There have been many questions asked of the Bush Administration's torture and rendition policies. The CIA was given authority to abduct people considered threats to national security, transport them to secret facility, and torture them in order to extract information. Consequently, there are numerous legal issues which have arisen due to these practices:
1) It is a violation of US law to transport any person to any location for the purpose of torture;
2) It is a violation of the UN Convention against Torture, which began in June 1987;
3) A vast expanse of "gray area" with respect to US and international law.
The reality is that the "War on Terror" is a conflict between various states (US, UK, etc.) and a transnational network of individuals who have designs to inflict harm upon civilians. Essentially, Al Qaeda and related networks are not subject to any kind of constitution, domestic law, or even international law. This means that they do not have to play by any certain set of rules, whereas we do.
This is where you saw the emergence of vague legal terms like "illegal combatant" emerge from the Bush administration, as it tried to establish some semblance of legal framework to deal with members of various terror networks. This is also part of the challenge of closing Guantanamo Bay: the creation of a legal framework to deal with an unprecedented scenario.
Anyhow, back to the question at hand. Let us suppose that you're the President of the United States and one of your advisors comes to you and says "we have detained someone whom we strongly believe to be involved in the successful transport of a nuclear device to the United States and we believe he knows where this device is." Your job as President is to protect the people of the United States, but it is also to uphold the law of the land. WHAT DO YOU DO!?

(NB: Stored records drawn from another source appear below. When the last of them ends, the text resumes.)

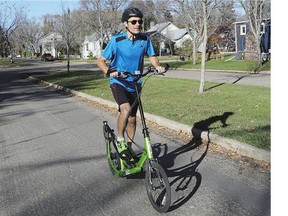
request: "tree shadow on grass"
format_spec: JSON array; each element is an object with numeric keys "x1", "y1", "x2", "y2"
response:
[{"x1": 154, "y1": 112, "x2": 234, "y2": 211}]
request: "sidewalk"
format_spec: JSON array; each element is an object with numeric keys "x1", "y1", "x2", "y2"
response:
[{"x1": 29, "y1": 76, "x2": 270, "y2": 163}]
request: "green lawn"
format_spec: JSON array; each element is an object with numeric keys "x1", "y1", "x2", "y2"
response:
[{"x1": 30, "y1": 70, "x2": 271, "y2": 151}]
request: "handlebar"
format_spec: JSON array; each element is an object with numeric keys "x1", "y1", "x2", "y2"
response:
[{"x1": 107, "y1": 64, "x2": 169, "y2": 81}]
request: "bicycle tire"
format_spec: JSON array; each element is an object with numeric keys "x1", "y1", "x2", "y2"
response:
[
  {"x1": 145, "y1": 161, "x2": 171, "y2": 213},
  {"x1": 103, "y1": 123, "x2": 121, "y2": 175}
]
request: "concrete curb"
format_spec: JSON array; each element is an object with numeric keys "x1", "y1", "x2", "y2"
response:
[{"x1": 29, "y1": 76, "x2": 271, "y2": 163}]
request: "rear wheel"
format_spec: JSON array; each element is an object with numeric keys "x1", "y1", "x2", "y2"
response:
[
  {"x1": 103, "y1": 122, "x2": 121, "y2": 175},
  {"x1": 145, "y1": 161, "x2": 171, "y2": 213}
]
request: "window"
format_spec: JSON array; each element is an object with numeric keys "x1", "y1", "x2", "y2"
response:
[{"x1": 240, "y1": 25, "x2": 246, "y2": 35}]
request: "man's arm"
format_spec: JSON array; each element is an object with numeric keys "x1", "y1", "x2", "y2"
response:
[{"x1": 96, "y1": 56, "x2": 108, "y2": 74}]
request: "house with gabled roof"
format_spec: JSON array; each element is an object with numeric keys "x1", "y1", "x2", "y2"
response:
[
  {"x1": 82, "y1": 33, "x2": 101, "y2": 59},
  {"x1": 234, "y1": 19, "x2": 271, "y2": 60},
  {"x1": 39, "y1": 32, "x2": 63, "y2": 58},
  {"x1": 147, "y1": 22, "x2": 192, "y2": 53}
]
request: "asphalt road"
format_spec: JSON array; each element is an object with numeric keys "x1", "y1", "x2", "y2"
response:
[{"x1": 0, "y1": 68, "x2": 271, "y2": 216}]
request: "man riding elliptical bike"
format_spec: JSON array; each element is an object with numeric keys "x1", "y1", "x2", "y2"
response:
[{"x1": 96, "y1": 7, "x2": 165, "y2": 160}]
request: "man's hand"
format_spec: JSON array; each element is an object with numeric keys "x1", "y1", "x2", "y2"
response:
[{"x1": 156, "y1": 66, "x2": 166, "y2": 74}]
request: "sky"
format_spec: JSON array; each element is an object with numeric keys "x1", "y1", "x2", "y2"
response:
[{"x1": 0, "y1": 0, "x2": 79, "y2": 19}]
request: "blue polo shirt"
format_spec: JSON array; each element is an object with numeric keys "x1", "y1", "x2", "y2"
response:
[{"x1": 102, "y1": 32, "x2": 155, "y2": 92}]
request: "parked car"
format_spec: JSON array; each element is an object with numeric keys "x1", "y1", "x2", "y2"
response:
[{"x1": 41, "y1": 53, "x2": 54, "y2": 61}]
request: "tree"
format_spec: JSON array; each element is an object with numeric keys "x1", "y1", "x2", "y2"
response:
[
  {"x1": 238, "y1": 0, "x2": 271, "y2": 66},
  {"x1": 54, "y1": 6, "x2": 79, "y2": 73},
  {"x1": 172, "y1": 0, "x2": 221, "y2": 93},
  {"x1": 0, "y1": 2, "x2": 24, "y2": 63},
  {"x1": 80, "y1": 0, "x2": 127, "y2": 52}
]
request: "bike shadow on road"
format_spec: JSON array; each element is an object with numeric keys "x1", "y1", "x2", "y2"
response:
[{"x1": 153, "y1": 112, "x2": 234, "y2": 211}]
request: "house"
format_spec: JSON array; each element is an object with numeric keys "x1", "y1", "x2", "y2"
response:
[
  {"x1": 39, "y1": 32, "x2": 63, "y2": 58},
  {"x1": 82, "y1": 33, "x2": 101, "y2": 59},
  {"x1": 146, "y1": 22, "x2": 192, "y2": 54},
  {"x1": 234, "y1": 19, "x2": 271, "y2": 60}
]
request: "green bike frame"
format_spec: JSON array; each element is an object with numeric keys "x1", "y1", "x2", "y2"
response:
[{"x1": 106, "y1": 76, "x2": 154, "y2": 177}]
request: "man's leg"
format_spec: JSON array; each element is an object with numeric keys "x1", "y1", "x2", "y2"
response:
[{"x1": 117, "y1": 103, "x2": 130, "y2": 138}]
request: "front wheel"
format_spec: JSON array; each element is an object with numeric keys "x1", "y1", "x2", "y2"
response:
[{"x1": 145, "y1": 161, "x2": 171, "y2": 213}]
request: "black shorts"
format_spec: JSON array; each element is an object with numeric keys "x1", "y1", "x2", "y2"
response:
[{"x1": 110, "y1": 83, "x2": 139, "y2": 115}]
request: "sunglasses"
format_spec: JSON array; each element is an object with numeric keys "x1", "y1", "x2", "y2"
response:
[{"x1": 128, "y1": 20, "x2": 143, "y2": 25}]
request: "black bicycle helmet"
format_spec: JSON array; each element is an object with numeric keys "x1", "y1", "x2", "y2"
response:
[{"x1": 121, "y1": 7, "x2": 143, "y2": 22}]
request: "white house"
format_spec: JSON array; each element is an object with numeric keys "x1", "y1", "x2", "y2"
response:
[
  {"x1": 39, "y1": 32, "x2": 63, "y2": 58},
  {"x1": 82, "y1": 33, "x2": 101, "y2": 59}
]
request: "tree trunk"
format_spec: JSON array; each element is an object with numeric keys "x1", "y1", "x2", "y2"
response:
[
  {"x1": 199, "y1": 2, "x2": 207, "y2": 93},
  {"x1": 67, "y1": 44, "x2": 70, "y2": 73}
]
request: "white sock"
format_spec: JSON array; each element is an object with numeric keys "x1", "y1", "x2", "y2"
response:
[{"x1": 117, "y1": 137, "x2": 124, "y2": 142}]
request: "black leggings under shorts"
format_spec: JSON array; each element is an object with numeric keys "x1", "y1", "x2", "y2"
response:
[{"x1": 110, "y1": 83, "x2": 139, "y2": 115}]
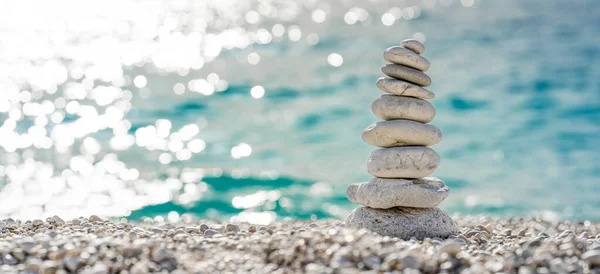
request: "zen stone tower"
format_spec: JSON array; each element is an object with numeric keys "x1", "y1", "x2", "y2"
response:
[{"x1": 346, "y1": 39, "x2": 458, "y2": 239}]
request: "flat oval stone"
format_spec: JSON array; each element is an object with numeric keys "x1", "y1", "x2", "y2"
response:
[
  {"x1": 381, "y1": 64, "x2": 431, "y2": 87},
  {"x1": 362, "y1": 120, "x2": 442, "y2": 147},
  {"x1": 400, "y1": 39, "x2": 425, "y2": 54},
  {"x1": 377, "y1": 77, "x2": 435, "y2": 99},
  {"x1": 371, "y1": 94, "x2": 435, "y2": 123},
  {"x1": 383, "y1": 46, "x2": 431, "y2": 71},
  {"x1": 367, "y1": 146, "x2": 440, "y2": 178},
  {"x1": 346, "y1": 177, "x2": 450, "y2": 208},
  {"x1": 346, "y1": 207, "x2": 459, "y2": 240}
]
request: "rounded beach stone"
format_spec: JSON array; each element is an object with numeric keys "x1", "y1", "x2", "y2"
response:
[
  {"x1": 383, "y1": 46, "x2": 430, "y2": 71},
  {"x1": 381, "y1": 64, "x2": 431, "y2": 87},
  {"x1": 367, "y1": 146, "x2": 440, "y2": 178},
  {"x1": 346, "y1": 177, "x2": 450, "y2": 208},
  {"x1": 400, "y1": 39, "x2": 425, "y2": 54},
  {"x1": 346, "y1": 207, "x2": 459, "y2": 240},
  {"x1": 362, "y1": 120, "x2": 442, "y2": 147},
  {"x1": 371, "y1": 94, "x2": 435, "y2": 123},
  {"x1": 377, "y1": 77, "x2": 435, "y2": 99}
]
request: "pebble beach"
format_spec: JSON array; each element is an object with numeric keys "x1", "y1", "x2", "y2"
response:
[{"x1": 0, "y1": 216, "x2": 600, "y2": 274}]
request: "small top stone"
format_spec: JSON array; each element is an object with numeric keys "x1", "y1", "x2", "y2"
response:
[
  {"x1": 383, "y1": 46, "x2": 430, "y2": 71},
  {"x1": 400, "y1": 39, "x2": 425, "y2": 54}
]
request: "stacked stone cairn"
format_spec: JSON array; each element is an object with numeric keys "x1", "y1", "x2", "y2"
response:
[{"x1": 346, "y1": 39, "x2": 459, "y2": 239}]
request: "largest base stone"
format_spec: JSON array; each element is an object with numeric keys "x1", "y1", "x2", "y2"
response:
[{"x1": 346, "y1": 207, "x2": 459, "y2": 240}]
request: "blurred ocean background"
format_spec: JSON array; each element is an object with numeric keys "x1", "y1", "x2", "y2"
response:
[{"x1": 0, "y1": 0, "x2": 600, "y2": 224}]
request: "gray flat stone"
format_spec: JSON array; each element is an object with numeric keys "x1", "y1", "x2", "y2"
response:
[
  {"x1": 381, "y1": 64, "x2": 431, "y2": 87},
  {"x1": 367, "y1": 146, "x2": 440, "y2": 178},
  {"x1": 400, "y1": 39, "x2": 425, "y2": 54},
  {"x1": 371, "y1": 94, "x2": 435, "y2": 123},
  {"x1": 377, "y1": 77, "x2": 435, "y2": 99},
  {"x1": 346, "y1": 207, "x2": 459, "y2": 240},
  {"x1": 383, "y1": 46, "x2": 431, "y2": 71},
  {"x1": 346, "y1": 177, "x2": 450, "y2": 208},
  {"x1": 362, "y1": 120, "x2": 442, "y2": 147}
]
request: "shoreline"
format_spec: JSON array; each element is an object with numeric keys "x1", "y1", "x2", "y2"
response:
[{"x1": 0, "y1": 216, "x2": 600, "y2": 273}]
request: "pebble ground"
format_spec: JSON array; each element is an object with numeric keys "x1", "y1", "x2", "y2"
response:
[{"x1": 0, "y1": 216, "x2": 600, "y2": 274}]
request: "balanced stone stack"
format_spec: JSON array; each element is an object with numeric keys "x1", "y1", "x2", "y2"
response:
[{"x1": 346, "y1": 39, "x2": 458, "y2": 239}]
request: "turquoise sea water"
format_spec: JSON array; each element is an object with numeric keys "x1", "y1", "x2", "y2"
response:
[{"x1": 0, "y1": 0, "x2": 600, "y2": 223}]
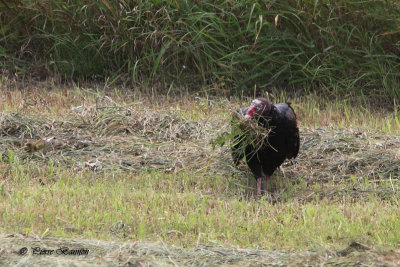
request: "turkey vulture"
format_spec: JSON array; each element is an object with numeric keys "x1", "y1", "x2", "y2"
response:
[{"x1": 232, "y1": 98, "x2": 300, "y2": 196}]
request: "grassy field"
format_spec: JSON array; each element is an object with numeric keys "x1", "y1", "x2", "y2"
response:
[
  {"x1": 0, "y1": 0, "x2": 400, "y2": 101},
  {"x1": 0, "y1": 81, "x2": 400, "y2": 260}
]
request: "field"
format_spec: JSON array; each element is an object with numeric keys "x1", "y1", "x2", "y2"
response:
[{"x1": 0, "y1": 79, "x2": 400, "y2": 266}]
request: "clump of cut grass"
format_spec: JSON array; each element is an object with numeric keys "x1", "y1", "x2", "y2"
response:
[{"x1": 0, "y1": 84, "x2": 400, "y2": 253}]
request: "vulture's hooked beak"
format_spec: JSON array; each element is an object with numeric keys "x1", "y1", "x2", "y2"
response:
[{"x1": 244, "y1": 106, "x2": 256, "y2": 121}]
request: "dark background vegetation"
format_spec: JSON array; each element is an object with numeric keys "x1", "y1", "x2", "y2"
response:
[{"x1": 0, "y1": 0, "x2": 400, "y2": 100}]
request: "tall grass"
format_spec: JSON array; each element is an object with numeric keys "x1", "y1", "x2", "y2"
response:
[{"x1": 0, "y1": 0, "x2": 400, "y2": 100}]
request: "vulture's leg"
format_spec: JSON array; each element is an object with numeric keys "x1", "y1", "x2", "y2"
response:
[
  {"x1": 257, "y1": 177, "x2": 262, "y2": 196},
  {"x1": 264, "y1": 174, "x2": 269, "y2": 194}
]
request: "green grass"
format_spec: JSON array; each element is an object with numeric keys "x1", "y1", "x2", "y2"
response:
[
  {"x1": 0, "y1": 84, "x2": 400, "y2": 250},
  {"x1": 0, "y1": 164, "x2": 400, "y2": 250},
  {"x1": 0, "y1": 0, "x2": 400, "y2": 101}
]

Do you violate US law and torture the guy? You're not certain he knows what you want to know and you're also not certain that anything he tells you is going to be factually correct. Torture is supposedly quite unreliable, although I am no expert.
You could try cutting a deal with the guy, offering him a pardon and extradition to another country if the information he gives you leads to the capture of the nuclear device. This doesn't seem likely because odds are that the dude is willing to die for his cause.
Finally, you could choose not to torture the guy and hope that your intelligence agencies will be able to locate and prevent the detonation of the nuclear device.
This is perhaps a more extreme scenario, since tens of thousands of American lives are at stake in the immediate future. But what about less-pressing cases? What if you're torturing a guy because you think he knows something that might be useful in the future?
There was a time, not long ago, when I believed that torture was a necessary evil when fighting an enemy such as Al Qaeda. How can you justify placing American lives in danger in order to protect one guy whom is your enemy? Ultimately I came to the same conclusion that President Obama has: our moral high ground is more important in the long run. What it all comes down to is whether or not we will lower ourselves to the level of the enemy. The true test of moral standing comes when you adhere to your principles, even in the difficult times.
Personally, I would like to see the international community establish a legal framework for dealing with the combatants of non-state actors like Al Qaeda. The globalized world has brought with it new challenges and global terror networks are one of them. My hope for the Obama administration is that it leads the charge in coming up with an acceptable, just, and effective means of dealing with issues in this vast expanse of legal and moral gray area.